By the lead frame 1 and the manufacture method of the semiconductor device using the lead frame 1 in this embodiment, it is possible to prevent void of the resin and non-filling of the resin in an effective area of the package (a portion that will become the product) by a collective sealing package of the lead frame system of a dicing (sewing) saw type. As a result, it is possible to prevent falling-off of the terminal at the time of dicing that is the next step and the like, and to provide the product stably.

Claims

1. A lead frame comprising:

a plurality of mount parts;

a plurality of leads surrounding the respective mount parts;

tie bars thinner than the leads, coupling respective one ends of the leads; and

dummy leads having respective slots coupling to the respective tie bars in portions that are outside the tie bars and correspond to respective portions where the mount parts at predetermined locations among the mount parts are formed.
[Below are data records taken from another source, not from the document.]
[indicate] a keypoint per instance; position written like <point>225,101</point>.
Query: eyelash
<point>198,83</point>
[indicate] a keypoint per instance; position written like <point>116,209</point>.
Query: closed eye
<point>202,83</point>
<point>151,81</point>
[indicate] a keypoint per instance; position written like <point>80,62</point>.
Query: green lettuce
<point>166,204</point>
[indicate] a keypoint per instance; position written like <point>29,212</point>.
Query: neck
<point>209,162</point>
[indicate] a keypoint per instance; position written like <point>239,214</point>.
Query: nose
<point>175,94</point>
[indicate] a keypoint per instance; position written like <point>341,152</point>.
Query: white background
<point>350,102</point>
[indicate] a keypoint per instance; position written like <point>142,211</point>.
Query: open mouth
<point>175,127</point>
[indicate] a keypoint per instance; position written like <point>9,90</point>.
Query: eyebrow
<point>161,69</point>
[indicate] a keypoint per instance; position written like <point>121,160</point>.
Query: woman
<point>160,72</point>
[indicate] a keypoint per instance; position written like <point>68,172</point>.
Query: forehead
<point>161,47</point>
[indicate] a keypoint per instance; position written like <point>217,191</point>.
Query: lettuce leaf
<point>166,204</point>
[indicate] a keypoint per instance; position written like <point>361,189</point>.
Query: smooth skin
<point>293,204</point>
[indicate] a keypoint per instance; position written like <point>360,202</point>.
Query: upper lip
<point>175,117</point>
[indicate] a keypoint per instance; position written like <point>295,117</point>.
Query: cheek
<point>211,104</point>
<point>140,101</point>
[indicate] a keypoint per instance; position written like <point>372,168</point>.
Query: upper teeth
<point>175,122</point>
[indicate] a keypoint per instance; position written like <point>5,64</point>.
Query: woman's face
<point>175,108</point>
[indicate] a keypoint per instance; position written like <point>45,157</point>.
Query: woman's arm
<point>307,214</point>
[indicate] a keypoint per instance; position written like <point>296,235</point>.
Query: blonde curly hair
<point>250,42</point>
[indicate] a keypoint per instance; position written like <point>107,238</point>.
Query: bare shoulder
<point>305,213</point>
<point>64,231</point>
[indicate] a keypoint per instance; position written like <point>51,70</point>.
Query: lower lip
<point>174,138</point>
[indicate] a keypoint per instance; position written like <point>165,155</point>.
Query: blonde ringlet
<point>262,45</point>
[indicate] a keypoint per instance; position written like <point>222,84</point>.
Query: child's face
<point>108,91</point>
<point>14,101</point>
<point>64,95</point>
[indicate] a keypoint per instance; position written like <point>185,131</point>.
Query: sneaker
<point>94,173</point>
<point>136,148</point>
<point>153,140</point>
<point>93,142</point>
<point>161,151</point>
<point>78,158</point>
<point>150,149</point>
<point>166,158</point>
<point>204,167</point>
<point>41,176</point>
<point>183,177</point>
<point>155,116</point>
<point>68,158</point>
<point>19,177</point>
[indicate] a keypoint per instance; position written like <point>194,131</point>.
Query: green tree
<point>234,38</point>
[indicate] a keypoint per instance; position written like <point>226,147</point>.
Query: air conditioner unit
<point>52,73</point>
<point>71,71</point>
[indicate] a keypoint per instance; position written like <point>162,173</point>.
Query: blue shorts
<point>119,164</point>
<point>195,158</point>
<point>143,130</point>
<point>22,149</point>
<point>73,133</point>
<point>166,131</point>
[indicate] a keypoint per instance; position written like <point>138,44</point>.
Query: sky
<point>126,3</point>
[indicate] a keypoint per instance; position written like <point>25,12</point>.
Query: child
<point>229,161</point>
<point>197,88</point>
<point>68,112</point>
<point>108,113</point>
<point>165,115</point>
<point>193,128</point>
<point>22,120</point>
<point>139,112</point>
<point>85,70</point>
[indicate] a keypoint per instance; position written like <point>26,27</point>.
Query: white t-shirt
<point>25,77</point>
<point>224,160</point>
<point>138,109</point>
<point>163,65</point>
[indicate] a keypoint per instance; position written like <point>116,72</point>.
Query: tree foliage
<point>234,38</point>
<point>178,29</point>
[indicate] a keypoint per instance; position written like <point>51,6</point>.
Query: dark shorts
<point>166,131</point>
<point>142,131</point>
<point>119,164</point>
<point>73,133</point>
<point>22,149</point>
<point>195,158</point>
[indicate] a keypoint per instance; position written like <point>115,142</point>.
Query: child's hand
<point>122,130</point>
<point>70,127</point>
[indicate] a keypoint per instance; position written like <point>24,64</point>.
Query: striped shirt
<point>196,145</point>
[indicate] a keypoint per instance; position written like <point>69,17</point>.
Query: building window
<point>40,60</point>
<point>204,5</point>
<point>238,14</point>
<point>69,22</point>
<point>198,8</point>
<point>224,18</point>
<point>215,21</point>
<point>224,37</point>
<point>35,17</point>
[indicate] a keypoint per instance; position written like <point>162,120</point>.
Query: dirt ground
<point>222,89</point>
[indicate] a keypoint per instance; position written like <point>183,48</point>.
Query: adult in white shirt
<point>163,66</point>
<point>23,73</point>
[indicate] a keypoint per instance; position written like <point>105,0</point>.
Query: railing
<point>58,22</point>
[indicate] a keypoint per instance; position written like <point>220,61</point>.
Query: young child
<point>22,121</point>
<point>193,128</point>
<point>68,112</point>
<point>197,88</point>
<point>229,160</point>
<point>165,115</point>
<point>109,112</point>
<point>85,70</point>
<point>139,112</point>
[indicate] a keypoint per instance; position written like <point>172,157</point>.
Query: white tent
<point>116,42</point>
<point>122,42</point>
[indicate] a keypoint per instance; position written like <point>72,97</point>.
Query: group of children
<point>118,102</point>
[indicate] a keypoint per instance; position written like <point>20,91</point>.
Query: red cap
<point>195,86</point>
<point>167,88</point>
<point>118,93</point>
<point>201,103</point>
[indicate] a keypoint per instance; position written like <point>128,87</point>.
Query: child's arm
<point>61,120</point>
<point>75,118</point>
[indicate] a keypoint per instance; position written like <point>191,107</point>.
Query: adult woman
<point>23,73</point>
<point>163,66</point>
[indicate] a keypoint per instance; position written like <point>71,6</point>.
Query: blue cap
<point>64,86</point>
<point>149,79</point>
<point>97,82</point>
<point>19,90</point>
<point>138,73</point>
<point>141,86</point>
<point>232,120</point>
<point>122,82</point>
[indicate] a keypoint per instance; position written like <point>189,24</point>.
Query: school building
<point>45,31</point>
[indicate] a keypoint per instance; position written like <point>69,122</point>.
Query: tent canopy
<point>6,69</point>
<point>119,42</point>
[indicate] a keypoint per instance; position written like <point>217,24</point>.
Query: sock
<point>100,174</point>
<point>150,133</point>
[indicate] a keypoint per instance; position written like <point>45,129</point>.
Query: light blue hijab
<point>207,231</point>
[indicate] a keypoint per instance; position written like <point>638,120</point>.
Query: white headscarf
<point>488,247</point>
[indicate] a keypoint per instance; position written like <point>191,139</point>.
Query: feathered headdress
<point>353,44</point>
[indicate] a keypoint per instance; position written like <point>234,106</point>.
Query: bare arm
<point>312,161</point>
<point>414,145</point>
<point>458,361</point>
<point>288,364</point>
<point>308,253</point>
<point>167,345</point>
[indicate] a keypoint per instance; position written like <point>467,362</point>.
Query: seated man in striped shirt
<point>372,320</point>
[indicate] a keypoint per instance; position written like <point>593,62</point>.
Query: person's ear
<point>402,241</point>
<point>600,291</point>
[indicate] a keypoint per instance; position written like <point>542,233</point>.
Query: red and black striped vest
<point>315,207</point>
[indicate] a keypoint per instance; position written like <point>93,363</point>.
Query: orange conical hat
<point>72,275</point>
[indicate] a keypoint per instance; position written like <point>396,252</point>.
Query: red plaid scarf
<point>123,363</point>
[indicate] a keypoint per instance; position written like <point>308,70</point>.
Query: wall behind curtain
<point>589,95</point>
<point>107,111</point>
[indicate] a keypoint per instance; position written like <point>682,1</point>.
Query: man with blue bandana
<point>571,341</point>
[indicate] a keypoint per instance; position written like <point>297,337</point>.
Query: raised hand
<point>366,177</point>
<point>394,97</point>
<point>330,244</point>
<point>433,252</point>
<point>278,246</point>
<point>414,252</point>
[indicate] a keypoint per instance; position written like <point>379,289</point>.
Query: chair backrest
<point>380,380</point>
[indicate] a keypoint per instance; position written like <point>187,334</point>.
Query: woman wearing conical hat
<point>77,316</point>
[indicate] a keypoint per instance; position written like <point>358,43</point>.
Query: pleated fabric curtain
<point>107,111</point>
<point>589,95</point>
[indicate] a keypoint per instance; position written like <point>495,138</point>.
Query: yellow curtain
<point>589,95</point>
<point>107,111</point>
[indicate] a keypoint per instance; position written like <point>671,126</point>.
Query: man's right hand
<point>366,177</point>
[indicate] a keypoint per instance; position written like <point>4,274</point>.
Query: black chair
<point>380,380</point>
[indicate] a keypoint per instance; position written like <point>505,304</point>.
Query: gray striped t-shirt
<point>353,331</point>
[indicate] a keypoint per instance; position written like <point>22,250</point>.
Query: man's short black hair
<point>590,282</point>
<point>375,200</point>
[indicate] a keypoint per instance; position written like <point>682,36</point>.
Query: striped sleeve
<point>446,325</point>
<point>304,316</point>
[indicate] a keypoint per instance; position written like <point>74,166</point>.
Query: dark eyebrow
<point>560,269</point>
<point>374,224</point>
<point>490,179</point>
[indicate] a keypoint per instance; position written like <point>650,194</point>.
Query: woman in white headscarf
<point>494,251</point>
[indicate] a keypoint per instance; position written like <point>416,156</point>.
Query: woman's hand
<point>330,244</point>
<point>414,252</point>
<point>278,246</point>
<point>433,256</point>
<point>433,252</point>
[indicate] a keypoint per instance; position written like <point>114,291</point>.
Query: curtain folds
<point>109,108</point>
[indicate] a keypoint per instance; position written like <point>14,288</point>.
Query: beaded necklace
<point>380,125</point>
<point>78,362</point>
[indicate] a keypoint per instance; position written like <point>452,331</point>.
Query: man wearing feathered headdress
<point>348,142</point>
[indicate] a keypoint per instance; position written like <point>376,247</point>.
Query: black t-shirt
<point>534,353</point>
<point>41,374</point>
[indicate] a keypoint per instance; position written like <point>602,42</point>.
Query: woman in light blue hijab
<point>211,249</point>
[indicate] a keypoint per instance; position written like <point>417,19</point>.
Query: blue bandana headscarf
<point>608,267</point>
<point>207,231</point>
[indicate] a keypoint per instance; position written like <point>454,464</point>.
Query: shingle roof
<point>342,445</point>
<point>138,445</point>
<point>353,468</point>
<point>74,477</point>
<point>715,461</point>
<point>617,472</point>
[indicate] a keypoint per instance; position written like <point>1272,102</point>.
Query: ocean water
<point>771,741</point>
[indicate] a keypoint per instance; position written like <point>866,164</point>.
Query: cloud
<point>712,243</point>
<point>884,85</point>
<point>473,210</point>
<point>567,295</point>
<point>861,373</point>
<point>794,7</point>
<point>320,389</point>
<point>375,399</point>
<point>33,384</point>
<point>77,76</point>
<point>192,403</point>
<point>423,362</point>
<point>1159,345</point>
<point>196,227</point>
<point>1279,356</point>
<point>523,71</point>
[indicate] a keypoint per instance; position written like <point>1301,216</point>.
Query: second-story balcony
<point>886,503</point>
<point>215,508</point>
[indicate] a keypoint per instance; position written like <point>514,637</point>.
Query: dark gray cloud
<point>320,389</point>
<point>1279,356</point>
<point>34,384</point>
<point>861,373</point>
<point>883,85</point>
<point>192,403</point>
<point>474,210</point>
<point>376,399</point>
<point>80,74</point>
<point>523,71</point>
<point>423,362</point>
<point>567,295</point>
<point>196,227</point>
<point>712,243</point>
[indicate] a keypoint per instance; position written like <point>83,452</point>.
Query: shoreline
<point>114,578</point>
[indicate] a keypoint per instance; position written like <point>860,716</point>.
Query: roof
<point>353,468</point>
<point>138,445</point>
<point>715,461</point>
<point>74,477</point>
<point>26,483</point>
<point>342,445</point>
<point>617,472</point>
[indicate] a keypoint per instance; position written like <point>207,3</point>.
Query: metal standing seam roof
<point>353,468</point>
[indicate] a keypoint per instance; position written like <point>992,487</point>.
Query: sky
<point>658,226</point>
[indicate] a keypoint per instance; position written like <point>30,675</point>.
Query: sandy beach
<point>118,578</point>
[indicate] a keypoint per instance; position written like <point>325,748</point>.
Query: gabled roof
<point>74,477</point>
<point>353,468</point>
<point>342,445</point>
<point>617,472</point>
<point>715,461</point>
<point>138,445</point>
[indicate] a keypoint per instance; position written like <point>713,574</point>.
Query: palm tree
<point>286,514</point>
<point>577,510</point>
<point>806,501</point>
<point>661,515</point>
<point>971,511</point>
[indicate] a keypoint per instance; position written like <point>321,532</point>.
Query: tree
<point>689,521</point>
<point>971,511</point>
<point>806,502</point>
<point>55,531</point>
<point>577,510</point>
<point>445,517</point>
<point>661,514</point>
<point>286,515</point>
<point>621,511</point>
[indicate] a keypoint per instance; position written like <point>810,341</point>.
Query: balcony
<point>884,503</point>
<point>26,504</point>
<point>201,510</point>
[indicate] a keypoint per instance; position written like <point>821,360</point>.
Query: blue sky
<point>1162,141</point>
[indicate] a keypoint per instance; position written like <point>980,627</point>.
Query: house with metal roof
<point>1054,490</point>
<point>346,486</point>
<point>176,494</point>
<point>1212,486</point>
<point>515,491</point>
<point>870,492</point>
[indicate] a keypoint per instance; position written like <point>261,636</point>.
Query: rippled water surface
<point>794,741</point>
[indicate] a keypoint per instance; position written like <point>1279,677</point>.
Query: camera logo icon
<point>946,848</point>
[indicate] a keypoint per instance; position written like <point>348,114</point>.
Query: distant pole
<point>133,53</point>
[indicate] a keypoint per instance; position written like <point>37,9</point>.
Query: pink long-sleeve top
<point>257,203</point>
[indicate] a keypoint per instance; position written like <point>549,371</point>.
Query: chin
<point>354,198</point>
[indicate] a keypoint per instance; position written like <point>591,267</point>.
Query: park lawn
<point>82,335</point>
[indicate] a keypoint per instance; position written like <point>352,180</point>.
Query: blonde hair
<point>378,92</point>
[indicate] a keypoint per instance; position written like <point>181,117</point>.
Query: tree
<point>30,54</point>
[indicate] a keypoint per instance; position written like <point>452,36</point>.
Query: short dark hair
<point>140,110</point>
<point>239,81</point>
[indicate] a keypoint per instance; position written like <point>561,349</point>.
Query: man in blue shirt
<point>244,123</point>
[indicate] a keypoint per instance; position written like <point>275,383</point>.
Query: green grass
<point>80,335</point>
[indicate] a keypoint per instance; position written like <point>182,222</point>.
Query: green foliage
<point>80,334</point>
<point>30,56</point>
2. The lead frame according to claim 1,

wherein each of surfaces of a first face that is a face on which the leads are to be coupled to a semiconductor chip and a second face that is a face on which the leads are to be coupled to an external device has a plating layer containing gold or palladium, respectively, or the second face of the leads has a plating layer containing tin or a tin alloy.

3. A method for manufacturing a semiconductor device using the lead frame according to claim 1, comprising:

mounting a plurality of semiconductor chips on the mount parts;

electrically coupling the semiconductor chip and the leads; and

sealing the semiconductor chips by collectively supplying a molding resin in respective unit regions that become units of supplying the resin of the lead frame.

4. The method for manufacturing a semiconductor device according to claim 3,

wherein the molding resin is supplied from a first direction of an outer circumference of the unit region, and

wherein the predetermined locations include ends opposite to the first direction among the mount parts.

5. The method for manufacturing a semiconductor device according to claim 3, further comprising:

peeling tape that is attached to a face reverse to the face on which the semiconductor chips are to be mounted before the sealing.